Emsal Mahkeme Kararı İstanbul Bölge Adliye Mahkemesi 14. Hukuk Dairesi 2021/1076 E. 2021/1480 K. 02.12.2021 T.

Görüntülediğiniz mahkeme kararı kesinleşmiş bir karardır.

T.C.
İSTANBUL
BÖLGE ADLİYE MAHKEMESİ
14. HUKUK DAİRESİ
DOSYA NO: 2021/1076
KARAR NO : 2021/1480
T Ü R K M İ L L E T İ A D I N A
İ S T İ N A F K A R A R I
İNCELENEN KARARIN
MAHKEMESİ: İSTANBUL 4. ASLİYE TİCARET MAHKEMESİ
TARİHİ : 30/03/2021
NUMARASI : 2019/350 ESAS 2021/269 KARAR
DAVANIN KONUSU : Tespit
Taraflar arasında görülen tespit davasının ilk derece mahkemesince yapılan yargılaması sonucunda, ilamda yazılı nedenlerle davanın açılmamış sayılmasına ilişkin verilen hükme karşı, davacı vekili tarafından istinaf kanun yoluna başvurulması üzerine dairemize gönderilmiş olan dava dosyası incelendi.

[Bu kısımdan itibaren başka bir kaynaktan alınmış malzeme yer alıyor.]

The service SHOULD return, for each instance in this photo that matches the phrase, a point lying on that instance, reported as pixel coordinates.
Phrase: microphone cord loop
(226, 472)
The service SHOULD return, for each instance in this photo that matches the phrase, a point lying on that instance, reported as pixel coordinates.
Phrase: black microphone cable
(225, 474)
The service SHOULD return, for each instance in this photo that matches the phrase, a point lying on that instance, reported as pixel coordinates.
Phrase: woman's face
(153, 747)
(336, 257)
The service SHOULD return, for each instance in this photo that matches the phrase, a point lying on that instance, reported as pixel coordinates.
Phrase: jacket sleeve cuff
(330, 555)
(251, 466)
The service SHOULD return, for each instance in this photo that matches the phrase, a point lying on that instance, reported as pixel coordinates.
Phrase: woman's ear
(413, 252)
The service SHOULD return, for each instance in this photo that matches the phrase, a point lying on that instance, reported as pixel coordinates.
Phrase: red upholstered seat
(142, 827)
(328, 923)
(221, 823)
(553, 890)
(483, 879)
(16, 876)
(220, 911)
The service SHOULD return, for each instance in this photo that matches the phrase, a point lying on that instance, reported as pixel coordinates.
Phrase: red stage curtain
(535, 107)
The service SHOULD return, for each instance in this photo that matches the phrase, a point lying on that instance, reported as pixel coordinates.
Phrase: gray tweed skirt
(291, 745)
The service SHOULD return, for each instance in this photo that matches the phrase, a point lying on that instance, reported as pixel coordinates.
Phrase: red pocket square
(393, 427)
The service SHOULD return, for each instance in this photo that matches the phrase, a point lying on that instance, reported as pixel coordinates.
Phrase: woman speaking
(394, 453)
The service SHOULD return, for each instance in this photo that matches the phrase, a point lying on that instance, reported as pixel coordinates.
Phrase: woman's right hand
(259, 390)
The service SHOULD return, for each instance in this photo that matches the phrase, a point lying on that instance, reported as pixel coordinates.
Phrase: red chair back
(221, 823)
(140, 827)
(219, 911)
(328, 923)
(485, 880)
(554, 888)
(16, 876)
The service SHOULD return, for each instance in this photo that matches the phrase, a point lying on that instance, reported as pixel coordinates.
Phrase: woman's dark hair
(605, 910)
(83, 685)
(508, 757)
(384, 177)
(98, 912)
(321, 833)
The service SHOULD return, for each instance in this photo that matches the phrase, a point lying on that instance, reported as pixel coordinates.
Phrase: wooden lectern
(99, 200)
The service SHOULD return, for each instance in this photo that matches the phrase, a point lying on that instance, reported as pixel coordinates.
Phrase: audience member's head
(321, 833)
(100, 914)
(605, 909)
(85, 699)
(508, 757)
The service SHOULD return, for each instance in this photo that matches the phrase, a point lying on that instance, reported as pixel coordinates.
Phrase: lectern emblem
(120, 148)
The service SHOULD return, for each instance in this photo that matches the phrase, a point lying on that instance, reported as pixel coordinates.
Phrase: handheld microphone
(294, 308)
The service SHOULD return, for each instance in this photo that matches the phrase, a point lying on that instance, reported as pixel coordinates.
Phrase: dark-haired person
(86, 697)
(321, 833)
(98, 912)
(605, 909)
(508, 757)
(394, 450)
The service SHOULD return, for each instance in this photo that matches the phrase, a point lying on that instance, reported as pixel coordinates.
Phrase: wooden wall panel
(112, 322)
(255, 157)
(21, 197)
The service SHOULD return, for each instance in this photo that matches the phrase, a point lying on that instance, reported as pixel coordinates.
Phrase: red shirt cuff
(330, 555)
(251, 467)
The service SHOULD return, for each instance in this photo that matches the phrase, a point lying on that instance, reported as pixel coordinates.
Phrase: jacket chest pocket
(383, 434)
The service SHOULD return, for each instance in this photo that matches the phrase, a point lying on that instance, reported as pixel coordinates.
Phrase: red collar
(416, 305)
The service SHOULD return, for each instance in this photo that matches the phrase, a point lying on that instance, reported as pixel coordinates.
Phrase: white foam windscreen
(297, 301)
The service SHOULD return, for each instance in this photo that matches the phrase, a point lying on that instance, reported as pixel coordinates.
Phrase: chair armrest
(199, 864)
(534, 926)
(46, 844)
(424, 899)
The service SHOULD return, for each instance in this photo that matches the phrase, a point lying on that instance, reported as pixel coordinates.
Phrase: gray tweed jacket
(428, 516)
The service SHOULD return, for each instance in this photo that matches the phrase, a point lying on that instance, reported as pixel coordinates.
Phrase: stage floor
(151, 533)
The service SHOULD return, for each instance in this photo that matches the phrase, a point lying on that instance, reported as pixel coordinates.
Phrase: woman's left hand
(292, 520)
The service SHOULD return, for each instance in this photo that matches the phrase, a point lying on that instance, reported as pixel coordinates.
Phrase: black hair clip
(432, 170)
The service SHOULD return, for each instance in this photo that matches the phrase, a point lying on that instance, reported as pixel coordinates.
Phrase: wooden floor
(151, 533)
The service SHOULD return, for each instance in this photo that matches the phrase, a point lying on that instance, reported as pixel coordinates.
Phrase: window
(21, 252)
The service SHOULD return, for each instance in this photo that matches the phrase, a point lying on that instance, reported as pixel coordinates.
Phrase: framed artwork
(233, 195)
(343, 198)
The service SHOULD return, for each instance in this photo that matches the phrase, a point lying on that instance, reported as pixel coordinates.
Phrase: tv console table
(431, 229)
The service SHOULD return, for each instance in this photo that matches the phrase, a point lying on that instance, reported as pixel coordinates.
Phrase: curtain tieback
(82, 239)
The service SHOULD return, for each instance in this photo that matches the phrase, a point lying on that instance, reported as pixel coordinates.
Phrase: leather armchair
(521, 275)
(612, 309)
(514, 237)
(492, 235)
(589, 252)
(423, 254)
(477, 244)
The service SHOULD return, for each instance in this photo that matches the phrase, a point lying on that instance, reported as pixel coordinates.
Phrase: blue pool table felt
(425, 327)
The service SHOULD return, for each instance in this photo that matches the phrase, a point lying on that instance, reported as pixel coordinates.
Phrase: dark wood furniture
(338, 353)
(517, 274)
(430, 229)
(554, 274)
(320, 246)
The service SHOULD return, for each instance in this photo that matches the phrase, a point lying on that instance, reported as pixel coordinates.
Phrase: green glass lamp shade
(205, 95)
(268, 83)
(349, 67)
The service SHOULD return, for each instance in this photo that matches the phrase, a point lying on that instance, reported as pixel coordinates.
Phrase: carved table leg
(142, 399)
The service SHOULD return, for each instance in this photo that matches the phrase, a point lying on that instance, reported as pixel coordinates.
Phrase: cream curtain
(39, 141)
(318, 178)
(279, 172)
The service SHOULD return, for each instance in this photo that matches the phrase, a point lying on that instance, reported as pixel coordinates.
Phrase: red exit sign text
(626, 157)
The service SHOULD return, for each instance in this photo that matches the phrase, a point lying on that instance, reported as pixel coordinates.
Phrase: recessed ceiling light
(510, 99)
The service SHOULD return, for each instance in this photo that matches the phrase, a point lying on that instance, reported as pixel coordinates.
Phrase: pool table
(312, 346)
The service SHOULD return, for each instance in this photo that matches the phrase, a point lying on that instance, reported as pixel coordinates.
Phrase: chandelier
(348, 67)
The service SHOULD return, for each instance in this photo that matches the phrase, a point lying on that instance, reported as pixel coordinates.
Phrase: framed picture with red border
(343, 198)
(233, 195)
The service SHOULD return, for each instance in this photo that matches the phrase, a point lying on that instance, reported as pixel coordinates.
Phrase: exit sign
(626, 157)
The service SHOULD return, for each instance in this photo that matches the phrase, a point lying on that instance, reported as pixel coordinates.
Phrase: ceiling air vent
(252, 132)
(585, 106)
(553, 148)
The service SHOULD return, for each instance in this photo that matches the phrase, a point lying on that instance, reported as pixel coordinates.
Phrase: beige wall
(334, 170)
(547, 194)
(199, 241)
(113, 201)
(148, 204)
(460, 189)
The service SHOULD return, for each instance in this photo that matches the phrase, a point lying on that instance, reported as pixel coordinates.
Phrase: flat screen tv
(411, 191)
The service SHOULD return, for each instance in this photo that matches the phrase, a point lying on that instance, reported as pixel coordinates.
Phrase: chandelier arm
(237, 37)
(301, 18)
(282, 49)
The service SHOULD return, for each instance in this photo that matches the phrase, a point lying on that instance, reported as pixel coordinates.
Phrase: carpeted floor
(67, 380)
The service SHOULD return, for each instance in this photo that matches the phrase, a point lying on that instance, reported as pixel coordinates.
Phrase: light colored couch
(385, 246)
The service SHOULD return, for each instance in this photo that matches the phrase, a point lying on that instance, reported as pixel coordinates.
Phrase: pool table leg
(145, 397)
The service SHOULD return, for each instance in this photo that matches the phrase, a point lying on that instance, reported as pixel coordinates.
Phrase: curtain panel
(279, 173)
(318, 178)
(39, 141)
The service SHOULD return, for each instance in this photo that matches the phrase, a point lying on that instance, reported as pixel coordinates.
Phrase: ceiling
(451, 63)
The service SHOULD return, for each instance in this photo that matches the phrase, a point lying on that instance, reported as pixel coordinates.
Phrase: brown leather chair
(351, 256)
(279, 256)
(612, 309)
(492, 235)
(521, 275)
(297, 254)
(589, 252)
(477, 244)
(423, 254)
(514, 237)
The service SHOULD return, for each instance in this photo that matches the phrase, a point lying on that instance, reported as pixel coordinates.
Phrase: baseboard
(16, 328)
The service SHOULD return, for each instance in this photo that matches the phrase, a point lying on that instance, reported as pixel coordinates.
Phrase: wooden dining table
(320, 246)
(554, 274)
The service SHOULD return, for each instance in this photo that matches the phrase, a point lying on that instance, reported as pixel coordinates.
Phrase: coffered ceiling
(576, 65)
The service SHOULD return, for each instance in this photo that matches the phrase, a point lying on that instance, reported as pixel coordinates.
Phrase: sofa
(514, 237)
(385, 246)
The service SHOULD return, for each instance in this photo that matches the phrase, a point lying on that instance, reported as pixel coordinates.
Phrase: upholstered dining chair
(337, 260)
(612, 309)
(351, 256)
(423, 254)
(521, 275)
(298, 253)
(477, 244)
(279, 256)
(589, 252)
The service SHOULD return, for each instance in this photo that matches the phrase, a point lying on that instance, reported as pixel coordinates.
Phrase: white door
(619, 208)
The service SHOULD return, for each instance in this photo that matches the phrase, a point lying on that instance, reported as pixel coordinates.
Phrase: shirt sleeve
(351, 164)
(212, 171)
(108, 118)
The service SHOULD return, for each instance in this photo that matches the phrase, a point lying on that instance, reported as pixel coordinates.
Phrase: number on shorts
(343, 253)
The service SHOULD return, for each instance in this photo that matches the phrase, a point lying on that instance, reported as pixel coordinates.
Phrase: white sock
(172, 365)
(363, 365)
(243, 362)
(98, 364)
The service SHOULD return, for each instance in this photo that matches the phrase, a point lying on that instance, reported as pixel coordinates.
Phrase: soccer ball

TARAFLARIN İDDİA VE SAVUNMALARININ ÖZETİ
Davacı vekili, davasında özetle;
davalı ile yapılan yapılandırma sözleşmesi gereğince 29/08/2012 tarihinde imzalanan üç adet protokolün yok hükmünde olduğunun tespitine karar verilmesini istemiştir.
Dava yargılaması sırasında işlemden kaldırıldığı 24/12/2020 tarihten itibaren üç aylık yasal hak düşürücü süre içinde yenilenmediği gerekçesiyle dosya ilk derece mahkemesince resen ele alınarak aşağıdaki kararın verildiği anlaşılmaktadır.
İLK DERECE MAHKEMESİ KARARININ ÖZETİ
İlk Derece Mahkemesince yapılan yargılama sonucunda; “…Davacı 29.08.2012 tarihli protokollerin yokluk nedeniyle hükümsüz olduklarının tespiti talep etmiştir.
19.03.2020 tarihli tam ıslah dilekçesi ile davacı davasını ıslah ederek İstanbul 11. İcra Müdürlüğünün … sayılı dosyalarından davalıya borcu bulunmadığının tespiti talep etmiştir.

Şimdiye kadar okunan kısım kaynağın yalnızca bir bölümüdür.